18 Zo ontfermt Hij Zich dan, diens Hij wil, en verhardt, dien Hij wil.

19 Gij zult dan tot mij zeggen: Wat klaagt Hij dan nog? Want wie heeft Zijn wil wederstaan?

20 Maar toch, o mens, wie zijt gij, die tegen God antwoordt? Zal ook het maaksel tot dengene, die het gemaakt heeft, zeggen: Waarom hebt gij mij alzo gemaakt?

21 Of heeft de pottenbakker geen macht over het leem, om uit denzelfden klomp te maken, het ene vat ter ere, en het andere ter onere?

22 En of God, willende Zijn toorn bewijzen, en Zijn macht bekend maken, met vele lankmoedigheid verdragen heeft de vaten des toorns, tot het verderf toebereid;

23 En opdat Hij zou bekend maken den rijkdom Zijner heerlijkheid over de vaten der barmhartigheid, die Hij te voren bereid heeft tot heerlijkheid?
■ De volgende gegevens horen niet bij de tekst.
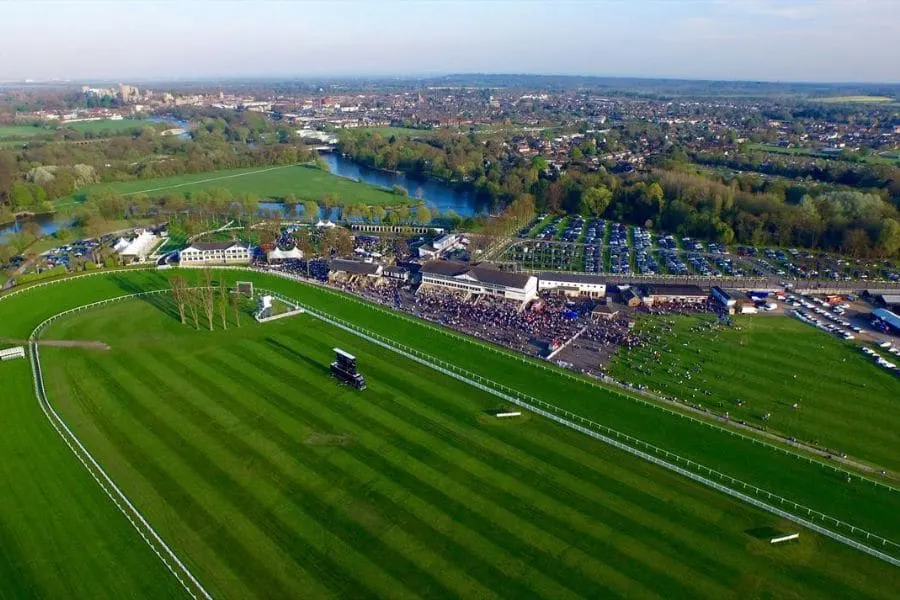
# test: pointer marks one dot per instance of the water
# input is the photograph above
(437, 195)
(48, 225)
24 Welke Hij ook geroepen heeft, namelijk ons, niet alleen uit de Joden, maar ook uit de heidenen.

25 Gelijk Hij ook in Hosea zegt: Ik zal hetgeen Mijn volk niet was, Mijn volk noemen, en die niet bemind was, Mijn beminde.

26 En het zal zijn, in de plaats, waar tot hen gezegd was: Gijlieden zijt Mijn volk niet, aldaar zullen zij kinderen des levenden Gods genaamd worden.
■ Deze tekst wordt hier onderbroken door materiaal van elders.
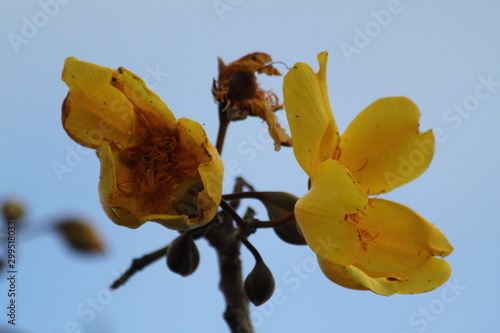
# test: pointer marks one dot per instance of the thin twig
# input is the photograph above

27 En Jesaja roept over Israel: Al ware het getal der kinderen Israels gelijk het zand der zee, zo zal het overblijfsel behouden worden.

28 Want Hij voleindt een zaak en snijdt ze af in rechtvaardigheid; want de Heere zal een afgesneden zaak doen op de aarde.

29 En gelijk Jesaja te voren gezegd heeft: Indien de Heere Sebaoth ons geen zaad had overgelaten, zo waren wij als Sodom geworden, en Gomorra gelijk gemaakt geweest.

30 Wat zullen wij dan zeggen? Dat de heidenen, die de rechtvaardigheid niet zochten, de rechtvaardigheid verkregen hebben, doch de rechtvaardigheid, die uit het geloof is.

31 Maar Israel, die de wet der rechtvaardigheid zocht, is tot de wet der rechtvaardigheid niet gekomen.

32 Waarom? Omdat zij die zochten niet uit het geloof, maar als uit de werken der wet, want zij hebben zich gestoten aan den steen des aanstoots;

33 Gelijk geschreven is: Ziet, Ik leg in Sion een steen des aanstoots, en een rots der ergernis; en een iegelijk, die in Hem gelooft, zal niet beschaamd worden.